Rarely do we see the other side. Life's not fair - and most of the time you're on the winning side.
A little realization of our relative security goes a long way. The first thought anyone has, including myself, when you hear about the ebola epidemic is OH NO I THINK I HAVE A FEVER.
Maybe after you think about it awhile though, you realize. I've got it pretty good. Maybe I don't have to be so scared. Maybe for every person I think has it better than me, thousands of parents in West Africa are lining up and washing their children's hands at a local well to try and avoid their premature death without hopes of the experimental serum that was saved for privileged me.

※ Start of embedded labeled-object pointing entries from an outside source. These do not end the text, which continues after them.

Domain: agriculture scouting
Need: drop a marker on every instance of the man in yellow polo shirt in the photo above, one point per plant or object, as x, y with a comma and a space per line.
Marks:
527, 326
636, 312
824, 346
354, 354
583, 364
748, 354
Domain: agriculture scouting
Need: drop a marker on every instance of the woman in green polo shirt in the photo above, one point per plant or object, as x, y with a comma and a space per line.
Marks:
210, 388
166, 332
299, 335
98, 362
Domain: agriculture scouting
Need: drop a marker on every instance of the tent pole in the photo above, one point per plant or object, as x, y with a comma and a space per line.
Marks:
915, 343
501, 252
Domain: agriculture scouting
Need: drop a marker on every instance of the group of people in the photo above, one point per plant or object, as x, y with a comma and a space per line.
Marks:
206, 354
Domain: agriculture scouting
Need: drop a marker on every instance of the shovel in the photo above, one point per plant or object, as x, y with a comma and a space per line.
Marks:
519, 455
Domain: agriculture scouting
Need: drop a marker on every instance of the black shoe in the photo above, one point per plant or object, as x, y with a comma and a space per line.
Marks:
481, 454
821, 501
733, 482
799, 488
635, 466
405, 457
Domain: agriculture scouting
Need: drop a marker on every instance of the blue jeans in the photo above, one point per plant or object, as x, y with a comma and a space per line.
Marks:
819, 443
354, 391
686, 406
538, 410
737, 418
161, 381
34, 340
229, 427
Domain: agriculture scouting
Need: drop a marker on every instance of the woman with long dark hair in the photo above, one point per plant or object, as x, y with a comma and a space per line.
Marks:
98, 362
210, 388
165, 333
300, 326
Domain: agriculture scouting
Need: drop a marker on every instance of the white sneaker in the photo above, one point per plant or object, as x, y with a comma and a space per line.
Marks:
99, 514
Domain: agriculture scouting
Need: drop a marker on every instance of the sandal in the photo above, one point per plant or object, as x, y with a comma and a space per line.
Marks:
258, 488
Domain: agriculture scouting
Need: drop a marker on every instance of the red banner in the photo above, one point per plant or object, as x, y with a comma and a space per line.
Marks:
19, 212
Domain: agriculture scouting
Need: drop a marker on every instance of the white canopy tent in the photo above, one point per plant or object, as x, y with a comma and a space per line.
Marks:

Maybe the world doesn't become a better place when I get more.
Maybe the world becomes a better place when I give more. Maybe it won't ever be fair. But in the midst of unfairness, maybe I can be generous.
See there are signs that in the midst of unfairness and self-protection, generosity and selflessness is making a comeback.
The L.A. Times had another story about ebola last week. As the Peace Corps evacuated and the State Department issued travel warnings, and as infected Americans were shipped back to safety and advanced treatment in the homeland, the L.A. Times ran this headline: "U.S., foreign health workers flock to West Africa amid ebola crisis."
Over the next month, the U.S. and the World Health Organization will send hundreds more health workers to West Africa, joining the valiant workers already there.
Human bodies are equipped with the well-known "fight or flight" response in the midst of crisis.
When it comes to ebola, we're tempted to take flight. To fear. To pull ranks around ourselves and hunker down.
Yet we are also tempted to fight. To run in where others fled. To risk one's own privilege for the sake of another, equally valuable in the sight of God, human life.
It's the same fighting, loving impulse that led Christian nuns, monks and priests to remain in their villages during the Black Death plague of Europe. When all others left, they would come in and care for the sick, loving them even to the last moments before death.
This impulse comes not from this world, but from a man who died to save this world.
The hope those brave health workers have: that in the midst of death one more might live, that just one person giving up privilege to come help fight not only ebola but also inequality and indifference - comes from a man whose death was never the end of the story, whose lack of privilege only served to make his improbable resurrection all the more miraculous; a man who knew one man's death would bring countless others life.
This man's name and the faith he inspired has been the fastest-growing story of religion in the 21st Century, on the continent where ebola currently rages.
Even amidst ebola, and inequality, and apartheid, and exploitation, and diamond mines and famine and religious war - this man's name continues to inspire improbable life in the midst of death; and Christianity has become most alive in Africa, a place most Americans associate with death.
This man's life, death, and resurrection; and the actions of His people in America and Africa - more so even than the experimental serum that saves the privileged first, then women and children - is what gives me hope in the face of inequality and ebola.